Chien came up with the idea of building houses for Aboriginal communities pro bono when a colleague at an elementary school in Hsinyi Township (信義), Nantou County, told him that classrooms at the community school in the village were damaged by a typhoon and that the villagers could not afford to reconstruct them.
After hearing of the school’s problems, Chien gathered 30 students from National Taipei University of Technology, National Chengkung University and National Chiaotung University to start a reconstruction project in the village.
They used computer graphics to design and analyze the structure of traditional bamboo houses and discussed details with local villagers and elementary students.
They also fused together modern architectural technology with traditional Bunun building styles.

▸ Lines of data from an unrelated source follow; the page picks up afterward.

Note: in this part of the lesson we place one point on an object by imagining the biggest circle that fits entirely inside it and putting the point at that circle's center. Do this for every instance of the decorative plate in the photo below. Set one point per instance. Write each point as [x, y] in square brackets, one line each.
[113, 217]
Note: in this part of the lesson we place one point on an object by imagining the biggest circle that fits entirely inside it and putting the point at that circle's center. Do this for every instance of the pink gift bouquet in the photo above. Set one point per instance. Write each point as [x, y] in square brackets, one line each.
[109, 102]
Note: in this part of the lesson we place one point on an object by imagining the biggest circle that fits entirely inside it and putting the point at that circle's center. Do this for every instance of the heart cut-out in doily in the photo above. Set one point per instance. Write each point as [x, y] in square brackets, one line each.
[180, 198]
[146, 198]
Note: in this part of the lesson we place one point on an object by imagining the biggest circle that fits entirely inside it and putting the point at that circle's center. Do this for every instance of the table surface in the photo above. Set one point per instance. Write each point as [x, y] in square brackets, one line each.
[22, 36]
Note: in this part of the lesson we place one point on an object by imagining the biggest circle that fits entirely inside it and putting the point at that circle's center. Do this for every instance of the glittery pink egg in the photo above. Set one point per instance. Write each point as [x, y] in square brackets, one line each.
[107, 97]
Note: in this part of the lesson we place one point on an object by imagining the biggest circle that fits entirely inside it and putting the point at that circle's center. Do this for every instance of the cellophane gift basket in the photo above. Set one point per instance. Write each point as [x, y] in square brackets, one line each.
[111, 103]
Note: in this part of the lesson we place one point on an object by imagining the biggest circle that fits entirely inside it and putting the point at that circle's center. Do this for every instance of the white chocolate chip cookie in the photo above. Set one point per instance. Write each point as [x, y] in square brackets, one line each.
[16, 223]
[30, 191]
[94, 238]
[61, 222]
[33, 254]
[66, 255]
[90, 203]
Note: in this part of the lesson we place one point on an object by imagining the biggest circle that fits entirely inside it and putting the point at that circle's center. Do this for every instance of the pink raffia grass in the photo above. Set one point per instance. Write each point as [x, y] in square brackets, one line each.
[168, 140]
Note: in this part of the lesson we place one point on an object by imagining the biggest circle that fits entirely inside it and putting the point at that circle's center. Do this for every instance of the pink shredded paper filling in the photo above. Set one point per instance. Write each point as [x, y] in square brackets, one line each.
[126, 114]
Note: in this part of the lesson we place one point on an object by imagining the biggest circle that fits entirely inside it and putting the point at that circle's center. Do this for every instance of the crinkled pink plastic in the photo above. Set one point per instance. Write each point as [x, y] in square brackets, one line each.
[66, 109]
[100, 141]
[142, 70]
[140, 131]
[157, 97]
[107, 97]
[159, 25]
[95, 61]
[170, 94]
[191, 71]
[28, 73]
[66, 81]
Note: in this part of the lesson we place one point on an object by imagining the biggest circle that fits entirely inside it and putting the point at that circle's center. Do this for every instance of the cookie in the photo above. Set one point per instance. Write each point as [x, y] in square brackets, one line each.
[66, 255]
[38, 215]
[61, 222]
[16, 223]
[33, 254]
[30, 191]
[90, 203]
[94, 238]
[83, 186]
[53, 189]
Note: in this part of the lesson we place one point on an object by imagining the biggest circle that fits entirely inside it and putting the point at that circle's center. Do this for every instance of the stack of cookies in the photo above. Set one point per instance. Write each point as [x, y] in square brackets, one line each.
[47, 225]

The reconstruction project is scheduled to be completed next Monday, with an inauguration ceremony to be held the following day. Chien said that classrooms at the community school would be used for teaching Bunun children traditional handicrafts such as cloth-weaving, bamboo-weaving and wood-carving.
Following Bunun tradition, the classrooms are built with bamboo and covered with a transparent material.
Because Chien found that local elementary students were talented at drawing, he asked the children to paint decorations on the classrooms’ exteriors.
The volunteer architects get up every morning at 6am to work at the construction site, then meet at night to review what went right and what went wrong during the day, as well as learn bamboo-weaving from experienced Bunun elders.
The college students said they were not bothered by sleeping on the ground and eating boxed meals, although they were constantly harassed by mosquitoes at night.
“I’m not interested in making money, I like more challenging jobs,” Chien said. “If doctors can save people with their knowledge in medicine, why can’t we do the same with architecture?”